Av Nathalie Grigorenko
Mental health has become a popular topic in public discourse of lately, and there are many views on why mental health, especially with the younger population, is as bad as it is. I will attempt to analyse and contrast these views in a mini series of blog posts here on Yvonne’s blog. The first will focus on social media’s influence on mental health.
Social media’s influence on mental health
There is no hiding that there is a massive difference between growing up now and growing up ten or twenty years ago. One prominent difference between the times is the existence of social media. Day in and day out we encounter pictures of the perfect lives of others as well as the perfect body, and one can only assume that when one is bombarded with images of the ideal body that anything that differs from this image will be looked down upon. This thinking could be severely detrimental to mental health in many ways. Not only could it lead to low self-confidence, but it can also lead to unhealthy fixations and anxiety.
£1 every time
If I had £1 every time I heard a friend saying something bad about their own body I would probably be able to pay off my student loans today. The young generations are constantly comparing themselves to the ideal body image, and if it doesn’t match their own body type then they have to make it known that they are aware it isn’t. This is because you do not want people thinking that you think you look great. If you don’t complain about your body you will be seen as full of yourself and most probably arrogant.
Society shoves body ideals down our throats
It is such a shame that this generation refuses to be happy with their own bodies and what it can do, but I completely understand why. In all fairness, we have very little choice as society shoves body ideals down our throats. The presence of social media and perfect bodies everywhere can only lead to self-doubt. If we want to progress we might want to rethink content on social media. Should we all post pictures of ourselves going to the gym or should we show genuine moments of happiness?
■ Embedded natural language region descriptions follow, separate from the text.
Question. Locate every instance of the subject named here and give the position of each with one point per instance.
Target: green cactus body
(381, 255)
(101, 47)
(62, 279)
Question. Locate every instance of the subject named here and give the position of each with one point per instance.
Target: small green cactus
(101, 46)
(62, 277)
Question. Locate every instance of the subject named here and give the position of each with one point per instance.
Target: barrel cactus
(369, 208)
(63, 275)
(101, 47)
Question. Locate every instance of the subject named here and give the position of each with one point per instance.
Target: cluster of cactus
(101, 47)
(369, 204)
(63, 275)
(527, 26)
Instead of promoting the ideal life we ought to promote real lives. If we stop focusing on how we should be and induce anxiety we can produce a happier population with better mental health.
My generation is not the first victim, we are just victims of a more brutal attack
Of course this is easier said than done, and if I am being honest I do not see behaviour on social media changing. But we do have to remember that despite the young generation being the first generation encountering social media whilst growing up, we are not the first generation to grow up with extensive marketing and other media influence. My generation is not the first victim, we are just victims of a more brutal attack, and perhaps this is why we are talking about media’s influence on mental health. Furthermore, if we see the harm constant media influence has on people, it might be time to focus on changing marketing strategies, and talking more about mental health in the open. Yes, the young generations are the ones creating change, but we cannot make this change without help from the rest of society. If we all change our individual behaviour we might change the communal behaviour.